We treat our disk-store as a sequence of fixed-size, sequentially numbered pages. In memory, we maintain a ``working set'' of copies of some of the disk-pages. The size of the working set and the size of the individual pages (a multiple of the underlying OS page size) are determined during runtime initialization. To refer to data in a page, we use PgRef, which returns a pointer to an in-memory copy of the page. The memory at that address will not be replaced by another page from disk until PgUnref is called, and even then, it will be kept as long as possible. PgRefs accumulate, so a page remains ``locked'' in memory as long as the number of PgRefs exceeds the number of PgUnrefs. Much of the data access in our program is read-only, so we wish to avoid unnecessary copies back to disk. PgUnref takes an argument which states whether the caller has dirtied the page by modifying any data. Dirty bits from multiple PgUnref calls are OR-ed together. Before a dirty page is replaced in memory, its contents must be written back to disk.
We use an ad hoc, but effective least-recently-used policy to select pages for replacement. Every time PgRef is called, it increments a global counter which acts as a timestamp, and places the value in a structure associated with the page being referenced. When we need to replace a page, we examine all unreferenced paged, and choose the one with the oldest timestamp. To reduce the number of writes, we preferentially replace clean pages by dividing their age in half before comparison.

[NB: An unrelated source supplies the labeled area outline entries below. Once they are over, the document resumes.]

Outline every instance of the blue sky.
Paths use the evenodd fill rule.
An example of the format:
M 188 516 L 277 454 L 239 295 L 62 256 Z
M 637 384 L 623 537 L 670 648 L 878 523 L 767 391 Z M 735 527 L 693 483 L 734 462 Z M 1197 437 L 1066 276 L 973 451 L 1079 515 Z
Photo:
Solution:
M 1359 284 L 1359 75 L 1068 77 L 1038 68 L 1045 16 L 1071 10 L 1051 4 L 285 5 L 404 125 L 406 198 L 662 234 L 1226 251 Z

This defines an interface to page-sized units of storage. But our program works with bodies, sib_groups, moments and so forth (see Section 4), none of which are the same size, and all of which are far smaller than an entire page. Thus, we introduce a second layer, of ``out-of-core pointers'', oocptrs, which are implemented as a structure containing a page number and an offset. We use OOCRef to return a true pointer that corresponds to an oocptr, and OOCUnRef to signal that we are done with an oocptr. Oocptrs appear in several places in the library where an in-core implementation might use normal pointers. Explicit page numbers and PgRefs, on the other hand, are generally hidden behind the oocptr abstraction.